The upcoming local municipal elections, taking place on the 3rd of August is currently a strong vocal point for South Africa’s leadership. This is despite the fact that the current state of our municipalities leaves much to be desired

The upcoming local municipal elections, taking place on the 3rd of August is currently a strong vocal point for South Africa’s leadership. This is despite the fact that the current state of our municipalities leaves much to be desired. When it comes to combatting corruption and tender fraud, municipal leaders are urged to take further steps to improve their image as well as their operations. By doing this, they will create departments which have a good reputation within their respective communities, and in the long run, garner the trust of taxpayers.
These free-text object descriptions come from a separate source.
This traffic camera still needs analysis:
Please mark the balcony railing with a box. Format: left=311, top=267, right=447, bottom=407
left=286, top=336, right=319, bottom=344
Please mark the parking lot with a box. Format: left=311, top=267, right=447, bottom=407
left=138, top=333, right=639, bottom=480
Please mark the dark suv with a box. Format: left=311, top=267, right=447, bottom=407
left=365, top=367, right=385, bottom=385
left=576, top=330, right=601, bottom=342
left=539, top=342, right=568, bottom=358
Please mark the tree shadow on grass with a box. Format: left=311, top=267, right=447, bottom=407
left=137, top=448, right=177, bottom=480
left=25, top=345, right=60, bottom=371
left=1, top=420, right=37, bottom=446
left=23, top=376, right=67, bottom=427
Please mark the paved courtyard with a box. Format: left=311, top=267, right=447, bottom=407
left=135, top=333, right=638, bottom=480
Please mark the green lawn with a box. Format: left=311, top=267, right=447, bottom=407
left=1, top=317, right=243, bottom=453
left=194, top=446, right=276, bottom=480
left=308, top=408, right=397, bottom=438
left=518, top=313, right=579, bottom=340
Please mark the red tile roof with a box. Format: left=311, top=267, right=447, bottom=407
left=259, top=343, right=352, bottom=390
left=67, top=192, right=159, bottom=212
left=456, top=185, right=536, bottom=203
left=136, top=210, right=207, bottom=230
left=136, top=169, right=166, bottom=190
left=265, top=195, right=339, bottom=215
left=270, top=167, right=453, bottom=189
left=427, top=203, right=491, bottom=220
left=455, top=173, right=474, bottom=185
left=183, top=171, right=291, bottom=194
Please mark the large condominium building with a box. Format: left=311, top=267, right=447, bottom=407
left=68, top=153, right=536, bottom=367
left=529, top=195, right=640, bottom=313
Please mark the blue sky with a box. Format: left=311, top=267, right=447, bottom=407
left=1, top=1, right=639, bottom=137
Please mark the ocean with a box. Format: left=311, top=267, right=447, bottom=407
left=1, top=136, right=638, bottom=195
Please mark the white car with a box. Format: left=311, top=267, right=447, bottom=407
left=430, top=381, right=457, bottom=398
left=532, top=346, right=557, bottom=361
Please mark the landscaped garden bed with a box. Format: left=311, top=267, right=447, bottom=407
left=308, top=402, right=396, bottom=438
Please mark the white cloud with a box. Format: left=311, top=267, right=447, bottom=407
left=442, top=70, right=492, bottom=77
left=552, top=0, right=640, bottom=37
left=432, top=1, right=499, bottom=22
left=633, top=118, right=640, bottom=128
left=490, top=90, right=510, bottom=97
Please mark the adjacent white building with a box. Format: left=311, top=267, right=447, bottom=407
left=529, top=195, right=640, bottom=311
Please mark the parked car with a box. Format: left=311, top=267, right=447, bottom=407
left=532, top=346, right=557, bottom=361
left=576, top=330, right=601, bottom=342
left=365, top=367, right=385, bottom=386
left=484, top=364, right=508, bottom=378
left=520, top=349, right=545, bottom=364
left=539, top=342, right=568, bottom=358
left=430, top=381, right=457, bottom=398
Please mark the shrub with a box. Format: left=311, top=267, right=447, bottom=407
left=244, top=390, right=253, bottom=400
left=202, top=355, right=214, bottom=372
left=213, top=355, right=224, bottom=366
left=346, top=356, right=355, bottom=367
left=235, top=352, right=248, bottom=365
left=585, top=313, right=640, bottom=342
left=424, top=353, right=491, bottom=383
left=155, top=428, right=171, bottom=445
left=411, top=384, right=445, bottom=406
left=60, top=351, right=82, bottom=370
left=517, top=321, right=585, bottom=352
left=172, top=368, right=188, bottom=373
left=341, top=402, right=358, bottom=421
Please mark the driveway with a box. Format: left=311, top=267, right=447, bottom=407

This is according to Managed Integrity Evaluation (MIE) Director and CEO, Ina van der Merwe, who highlights that considering recent events such as the violent protests in the City of Tshwane, corruption will likely take the spotlight once again.
She also refers to the recently released annual report by the Auditor General on the current state of our municipalities.
“Based on an in-depth audit conducted by Kimi Makwetu himself, the report indicates that there are many encouraging upturn signs which show an overall five-year improvement in our local governments. Coupled with Gauteng’s newly piloted Open Tender system, which seeks to improve transparency in line with supply chain management provisions, voters might just have an easier time making their mark this year.”
Van der Merwe highlights that, although the Auditor General’s report states that the number of municipalities that received “clean audits” increased from 13 to 54, it is very clear that our municipalities are far from healthy.
“While more stringent policies and procedures are being adhered to in our municipalities - in an effort to eradicate corruption - authorities definitely need to consider upping the ante if they want to experience dramatic and permanent change. Short-term solutions are no longer sufficient,” she explains.
For municipalities who are serious about combatting corruption, van der Merwe strongly recommends investing in technologically advanced software which can assist in identifying potentially corrupt relationships and conflicts of interest in the procurement chain.
“Such technology is available right here in South Africa and can be used by municipalities who want to be truly transparent in their dealings,” she says.
Commenting on the success of Gauteng’s first tender as part of its Open Tender System, the newly open Cedar Road, van der Merwe said, “In my opinion, Gauteng’s new Open Tender system has the potential to pave the way for the rest of the country’s municipalities. However, this is one the premise that the Government maintains a tight handle on both the procurement process, as well as appointing reputable vendors. This has to be upheld and maintained for the long haul if the Open Tender system is to be successfully rolled out to other provinces. Purely based on what has been happening right on our doorsteps, we still have a very long way to go.”
In addition to combatting corruption within the supply chain of municipalities, van der Merwe highlights the importance of on boarding the right vendors for the job in the first place.
“It is crucial to ensure that vendors are truly who they say they are and that they are legitimate and operate legally. The good news is that there are independent companies with the correct knowledge and tools who are able to assist with this process – linking businesses with reputable vendors across various industries.”
MIE recently launched such a platform - Vendor Vault. At this point there is no excuse for rushing to contract a supplier which has not been professionally and thoroughly verified. Businesses across all industries have access to a secure and convenient online application which is designed to simplify their procurement process and simultaneously eliminate procurement fraud.
“Of course corruption is not only limited to our Government sectors, but has also plagued the banking and financial industries. In the end, it is up to businesses, municipalities and Government to make use of the technology available to them as a necessary step to combat corruption and its associated consequences,” she concludes.
While most South Africans are gearing-up to vote for the party they feel have made the biggest impact and upheld their promises over the last two years, the images of #TshwaneBurning will sadly haunt us for months to come.